Judging Intelligence on Small Factors

Once upon a time Skylar was not yet two years old and I took him in with me for a WIC appointment. Now, the WIC nurses where we were living at the time were mighty different from the ones in Columbia, so I'd like to emphasize that this does not imply anything about WIC nurses in general and that it certainly doesn't relate to the ones here. This particular WIC nurse was pretty short with people as a matter of course. She had already been nasty to me and to Skylar enough times that I thought of her privately as WICked.

On this particular day, she was angry at Skylar, because after she had told me that finger pricks don't hurt, and that only kids who are old enough to expect them to hurt even cry, and that Skylar would therefore not, he had cried upon receiving one. Now, he was gripping his bandaided finger while sitting in my lap. His bandaided middle finger. Well, this woman got into her head that he was quite deliberately showing her that particular finger- again, this child who was still not even fully verbal, was taking advantage of the fact that his middle finger was the one pricked in order to have an excuse to make a rude gesture.

So, she called him over, and took his bandaid off, and gave it to him, and told him to put it in the garbage. When he just looked at her, she repeated the order. She would not listen to me explaining that he knew the word 'trash', not 'garbage'. She just kept insisting to him that he must go put it in the garbage, it was only giving him an excuse to cry and be bad, he'd cried long enough, go put it in the garbage.

(I'll divert for a second to say, I should've gotten up and walked out and placed a complaint at some point during this, but I wasn't aware enough or assertive enough at the time to do so.)
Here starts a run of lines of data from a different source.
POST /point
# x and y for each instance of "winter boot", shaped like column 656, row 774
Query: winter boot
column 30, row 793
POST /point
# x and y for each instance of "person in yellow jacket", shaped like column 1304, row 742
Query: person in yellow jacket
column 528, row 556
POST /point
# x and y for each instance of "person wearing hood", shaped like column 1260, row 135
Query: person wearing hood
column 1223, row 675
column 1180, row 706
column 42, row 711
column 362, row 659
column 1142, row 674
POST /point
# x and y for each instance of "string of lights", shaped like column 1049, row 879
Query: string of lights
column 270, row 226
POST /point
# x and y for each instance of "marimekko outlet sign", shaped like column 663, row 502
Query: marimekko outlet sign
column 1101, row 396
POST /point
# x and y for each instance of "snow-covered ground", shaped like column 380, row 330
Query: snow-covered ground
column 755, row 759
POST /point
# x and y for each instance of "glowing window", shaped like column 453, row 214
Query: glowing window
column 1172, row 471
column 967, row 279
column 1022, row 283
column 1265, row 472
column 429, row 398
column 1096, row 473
So, anyway, she later informed me that he seemed to be delayed, because a child his age should be able to follow simple commands like 'throw it in the garbage'. Skylar normally threw trash away when told, but again, she refused to listen to the fact that he just hadn't been exposed to the word 'garbage'.

Anyway, my point here is not that the WIC nurse was an utter bitch.

My point is how easy it is, if you don't care enough to look beyond the surface, or listen for a second, to confuse lack of exposure to certain information with stupidity or slowness. How easy it is to decide someone is beneath you or lacking in some way, because they don't know some minor fact you personally take for granted. I've watched for this in people since, and it happens a lot- you see that I don't know the name of the new computer program, and therefore you assume I don't know how to go online, or you see that I'm not familiar with a certain book or movie and assume I'm ignorant of the whole subject. It happens an incredible lot to kids.

The funny thing is,Skylar is really bright. Like, not just I'm-his-mom-so-I-think-he's-smart bright, but honest-to-goodness exceptional, frighteningly exceptional. And yet, if I took him back and let him carry on a conversation with that same woman today, she'd never be able to see it, even if he talked to her about algebra and science and what he's been reading lately, because she saw that one word he didn't know, and she made up her mind.